Aurait-on pu éviter la cyberattaque ?
Au moins 200 000 internautes ont été affectés par une cyberattaque lancée par des criminels dans 150 pays simultanément. Ceux-ci ont exploité des failles du système d'exploitation Windows et réclamé des rançons en contrepartie des données subtilisées aux victimes. Microsoft a indiqué par la suite que l'agence de renseignement américaine NSA connaissait l'existence de ces lacunes et les aurait gardées secrètes. Quels enseignements tirer de ce nouveau piratage informatique ?
Les services secrets et Microsoft sont en cause
Chris Stephenson, informaticien et ex-professeur à l'Université Bilgi d'Istanbul, nomme dans T24 les causes de la cyberattaque :
«L'auteur de cette attaque n'est pas un cerveau génial, un hacker malveillant et super-intelligent. Il faut plutôt en rechercher les causes du côté des intentions coupables des services secrets, des intérêts court-termistes des gouvernements aux convictions capitalistes et bien sûr de l'avidité de Microsoft à tirer profit même de ses propres erreurs. ... Il y a un autre problème : le fait que les Etats, dans presque tous les domaines de services, font appel à des entreprises de sous-traitance. Ceci vaut aussi pour les entreprises de sécurité. Elles sont à l'origine d'une série de fuites aux Etats-Unis. Snowden, par exemple, était employé par un sous-traitant. Même si l'on ne sait pas précisément comment, le programme d'espionnage de la NSA avait été piraté en avril 2017 par un groupe dénommé Shadow Brokers. Les soupçons se portent sur les entreprises de sous-traitance.»
Tirer enfin des leçons
On peut tirer trois enseignements de la cyberattaque, selon Der Standard :
«Premièrement, même de grands groupes et des institutions importantes ont omis - en dépit des nombreux avertissements - d'effectuer les mises à niveau nécessaires afin de combler des lacunes attestées. Deuxièmement, il y a un problème lié aux fabricants de logiciels. Certains équipements médicaux ne peuvent être mis à niveau car leur fonctionnement dépend d'autres programmes et de systèmes complexes. Les groupes informatiques sont appelés à améliorer et à simplifier cet état de fait. Troisièmement, les logiciels utilisés pour l'attaque venaient du répertoire de la NSA. Un service de renseignement a préféré exploité ces failles plutôt que de les signaler. L'armée autrichienne songe également à répertorier les failles, évoquant avec euphémisme le concept de 'défense active'. Un projet auquel la politique doit s'opposer.»
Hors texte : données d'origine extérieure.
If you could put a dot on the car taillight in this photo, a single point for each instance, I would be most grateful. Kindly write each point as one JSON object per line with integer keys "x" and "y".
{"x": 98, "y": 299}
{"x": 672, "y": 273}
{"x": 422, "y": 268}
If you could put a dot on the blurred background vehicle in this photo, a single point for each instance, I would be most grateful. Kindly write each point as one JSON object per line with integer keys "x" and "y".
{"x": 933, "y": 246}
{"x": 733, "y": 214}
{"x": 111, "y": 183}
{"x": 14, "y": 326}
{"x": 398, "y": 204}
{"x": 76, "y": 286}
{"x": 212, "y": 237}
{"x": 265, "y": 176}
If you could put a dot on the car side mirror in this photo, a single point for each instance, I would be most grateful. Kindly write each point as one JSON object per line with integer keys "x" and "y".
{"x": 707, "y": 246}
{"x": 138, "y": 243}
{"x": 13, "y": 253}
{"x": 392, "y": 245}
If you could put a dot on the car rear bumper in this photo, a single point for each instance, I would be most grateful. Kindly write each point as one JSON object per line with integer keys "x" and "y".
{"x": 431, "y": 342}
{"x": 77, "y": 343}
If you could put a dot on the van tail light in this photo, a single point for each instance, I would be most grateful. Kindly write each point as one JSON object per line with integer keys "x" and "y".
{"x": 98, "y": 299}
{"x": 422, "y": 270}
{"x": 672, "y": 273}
Poutine mène une guérilla informatique
La cyberattaque porte la marque du Kremlin, peut-on lire sur le site Huffington Post Italia :
«Si la situation est aussi exceptionnelle, c'est parce que ce virus, diffusé de façon simultanée et incontrôlée, n'est autre que le logiciel Eternal Blue, qui avait été développé par l'agence de renseignement américaine NSA à des fins théoriquement internes. Un groupe de hackers vraisemblablement financé par le Kremlin a piraté le système de sécurité de la NSA, s'est emparé du logiciel néfaste et l'a propagé. Une action qui soulève certaines questions : depuis quand et contre qui la NSA utilise-t-elle Eternal Blue ? ... Pourquoi le 'vol' n'a-t-il pas été signalé immédiatement et suivi des avertissements de rigueur ? ... Autre interrogation : Poutine contrôle-t-il encore les pirates qu'il finance et entretient depuis un certain temps déjà ? Combien de temps encore la communauté internationale tolérera-t-elle que Poutine mène impunément une guérilla informatique mondiale ?»
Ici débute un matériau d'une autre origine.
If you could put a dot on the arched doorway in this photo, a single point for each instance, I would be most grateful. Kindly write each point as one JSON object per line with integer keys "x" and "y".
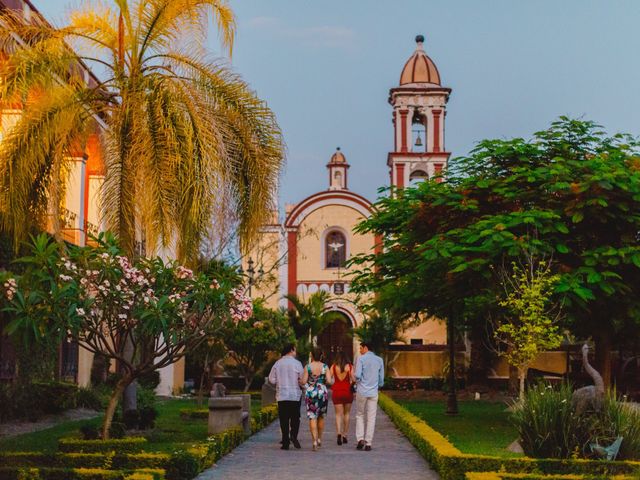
{"x": 336, "y": 338}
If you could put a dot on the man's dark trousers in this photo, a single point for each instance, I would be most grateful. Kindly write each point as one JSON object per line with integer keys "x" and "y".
{"x": 289, "y": 413}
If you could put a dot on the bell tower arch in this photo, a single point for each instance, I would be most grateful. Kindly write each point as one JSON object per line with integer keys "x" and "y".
{"x": 419, "y": 110}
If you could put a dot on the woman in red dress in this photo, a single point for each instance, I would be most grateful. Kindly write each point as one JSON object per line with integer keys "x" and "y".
{"x": 342, "y": 395}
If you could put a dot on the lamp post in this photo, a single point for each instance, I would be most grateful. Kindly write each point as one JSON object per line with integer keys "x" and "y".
{"x": 251, "y": 274}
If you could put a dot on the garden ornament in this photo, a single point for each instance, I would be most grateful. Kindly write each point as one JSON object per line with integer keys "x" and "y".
{"x": 610, "y": 452}
{"x": 589, "y": 398}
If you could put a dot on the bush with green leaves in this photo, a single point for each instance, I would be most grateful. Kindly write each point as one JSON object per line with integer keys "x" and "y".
{"x": 249, "y": 343}
{"x": 145, "y": 314}
{"x": 546, "y": 422}
{"x": 549, "y": 426}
Chacun doit veiller à la sécurité en ligne
Sans un minimum d"hygiène numérique", même la technologie la plus performante ne servira à rien, explique Francisco Martínez Vázquez, ex-secrétaire d'Etat à la sécurité, dans El Mundo :
«Face aux menaces croissantes auxquelles est confrontée la cybersécurité, une meilleure sensibilisation de l'opinion publique s'avère plus importante que le perfectionnement de la technologie. La diffusion de certaines mesures d''hygiène numérique' est un impératif absolu si l'on veut se protéger de la menace 'numéro un' aujourd'hui pour notre sécurité. ... Les cybercriminels s'en prennent à des centaines de milliers de cibles en même temps. Profitant de l'anonymat et du camouflage que procure le 'Web profond' ; exploitant l'ubiquité générée par la dimension planétaire d'Internet.»